There’s also the fact that Masaba Gupta, in her debut as an actor, has incredible screen presence, livening up even the most cliched lines of dialogue and filmmaking decisions. The show opens with the breakdown of her marriage, one that is handed in such a fuss-free, empathetic manner that it almost came as a shock. It’s laudable how the writers stop themselves from diving into the details of the separation or even squarely blame it on anyone, highlighting instead the fact that sometimes it’s normal for even the most loving relationships to come to an end.

It’s even clever how Masaba Masaba uses Instagram as a device for emotional communication.

Neena Gupta is a queen

It’s even clever how Masaba Masaba uses Instagram as a device for emotional communication. In scene after scene, Masaba broadcasts her feelings to the world even before she allows herself the time to process it. There’s an especially bittersweet moment that captures how easy the internet has made it for the world to be nosy about the tragedy of strangers. On a car ride back home, Masaba and her husband jointly decide to break the news of their divorce on Instagram to bypass incessant questions and nagging suggestions. Masaba reluctantly agrees and cross checks the caption by him. He has one suggestion: Could she make it seem like they’re more sad about it?

But the biggest reason that the show, despite its storyline devolving into abject ridiculousness in the last two episodes, remains immensely watchable is because of Neena Gupta. Playing a possibly watered-down version of herself, the actress gives a performance that carries in it a lightness of touch as well as the incomparable high of watching someone casually make a meal out of improvisation.
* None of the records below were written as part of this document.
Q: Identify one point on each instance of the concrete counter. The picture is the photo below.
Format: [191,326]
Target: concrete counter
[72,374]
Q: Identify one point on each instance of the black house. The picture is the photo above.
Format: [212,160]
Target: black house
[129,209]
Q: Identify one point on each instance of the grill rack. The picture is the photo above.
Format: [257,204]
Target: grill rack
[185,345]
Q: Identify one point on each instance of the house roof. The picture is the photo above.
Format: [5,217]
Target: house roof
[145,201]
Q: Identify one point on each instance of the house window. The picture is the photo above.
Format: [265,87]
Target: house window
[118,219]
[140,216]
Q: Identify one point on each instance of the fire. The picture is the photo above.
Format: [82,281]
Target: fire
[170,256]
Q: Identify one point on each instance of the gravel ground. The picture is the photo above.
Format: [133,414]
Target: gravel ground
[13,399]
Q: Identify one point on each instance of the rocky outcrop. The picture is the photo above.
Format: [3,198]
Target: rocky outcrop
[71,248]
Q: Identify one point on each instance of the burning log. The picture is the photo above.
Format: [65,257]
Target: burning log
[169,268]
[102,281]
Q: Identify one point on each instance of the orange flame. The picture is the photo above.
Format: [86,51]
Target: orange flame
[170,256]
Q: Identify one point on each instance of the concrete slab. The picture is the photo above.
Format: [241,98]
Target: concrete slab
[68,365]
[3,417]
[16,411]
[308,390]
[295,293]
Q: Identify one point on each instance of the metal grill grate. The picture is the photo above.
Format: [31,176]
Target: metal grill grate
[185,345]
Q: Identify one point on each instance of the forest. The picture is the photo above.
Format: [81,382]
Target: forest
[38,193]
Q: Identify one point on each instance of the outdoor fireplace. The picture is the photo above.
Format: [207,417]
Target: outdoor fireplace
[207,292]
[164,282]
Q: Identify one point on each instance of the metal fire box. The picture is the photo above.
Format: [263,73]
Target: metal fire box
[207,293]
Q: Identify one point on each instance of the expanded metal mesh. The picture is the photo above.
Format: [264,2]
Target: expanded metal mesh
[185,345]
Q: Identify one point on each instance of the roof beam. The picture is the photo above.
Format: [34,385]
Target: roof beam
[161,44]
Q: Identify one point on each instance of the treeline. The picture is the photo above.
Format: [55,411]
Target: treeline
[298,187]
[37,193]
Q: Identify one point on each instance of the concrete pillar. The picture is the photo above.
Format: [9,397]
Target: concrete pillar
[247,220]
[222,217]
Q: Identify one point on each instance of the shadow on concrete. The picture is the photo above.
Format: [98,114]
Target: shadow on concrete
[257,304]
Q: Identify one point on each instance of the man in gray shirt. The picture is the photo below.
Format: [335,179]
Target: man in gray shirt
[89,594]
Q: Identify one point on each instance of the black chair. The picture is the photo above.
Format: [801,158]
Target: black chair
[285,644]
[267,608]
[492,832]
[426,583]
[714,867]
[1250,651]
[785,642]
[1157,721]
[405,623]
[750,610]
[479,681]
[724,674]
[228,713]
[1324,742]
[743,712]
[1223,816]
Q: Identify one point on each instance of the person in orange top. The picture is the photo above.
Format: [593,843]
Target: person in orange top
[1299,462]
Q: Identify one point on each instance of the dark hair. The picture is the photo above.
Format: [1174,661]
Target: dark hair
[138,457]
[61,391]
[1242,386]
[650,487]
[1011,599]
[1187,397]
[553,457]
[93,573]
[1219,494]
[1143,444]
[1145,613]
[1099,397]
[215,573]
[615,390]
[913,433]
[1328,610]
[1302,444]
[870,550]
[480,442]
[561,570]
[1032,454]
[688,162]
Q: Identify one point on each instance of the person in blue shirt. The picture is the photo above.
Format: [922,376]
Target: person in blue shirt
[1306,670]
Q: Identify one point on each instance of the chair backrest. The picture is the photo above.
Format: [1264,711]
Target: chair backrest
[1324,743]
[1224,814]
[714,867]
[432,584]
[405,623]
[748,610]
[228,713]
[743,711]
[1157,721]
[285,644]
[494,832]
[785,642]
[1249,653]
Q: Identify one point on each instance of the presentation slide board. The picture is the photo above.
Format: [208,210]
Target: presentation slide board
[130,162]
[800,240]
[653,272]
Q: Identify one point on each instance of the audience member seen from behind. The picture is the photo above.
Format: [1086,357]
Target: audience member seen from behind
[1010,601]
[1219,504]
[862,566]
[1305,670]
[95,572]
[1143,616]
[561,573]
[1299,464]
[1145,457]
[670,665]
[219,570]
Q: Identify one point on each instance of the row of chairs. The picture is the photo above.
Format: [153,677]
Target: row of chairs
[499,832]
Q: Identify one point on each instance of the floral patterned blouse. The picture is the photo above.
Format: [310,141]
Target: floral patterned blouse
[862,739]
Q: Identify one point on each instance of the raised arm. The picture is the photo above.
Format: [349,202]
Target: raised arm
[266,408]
There’s no doubt about how effortlessly she can light up the screen with the subtlest of gestures, but Masaba Masaba truly unlocks her generousness as an actor. Some of her best scenes are the ones where she shrinks herself to allow her co-actor reach their fullest potential. Granted, it isn’t the most perfect show but when you have the distinction of having Neena Gupta star in a music video where she admonishes millennials for calling her “aunty,” you can’t be much far from it.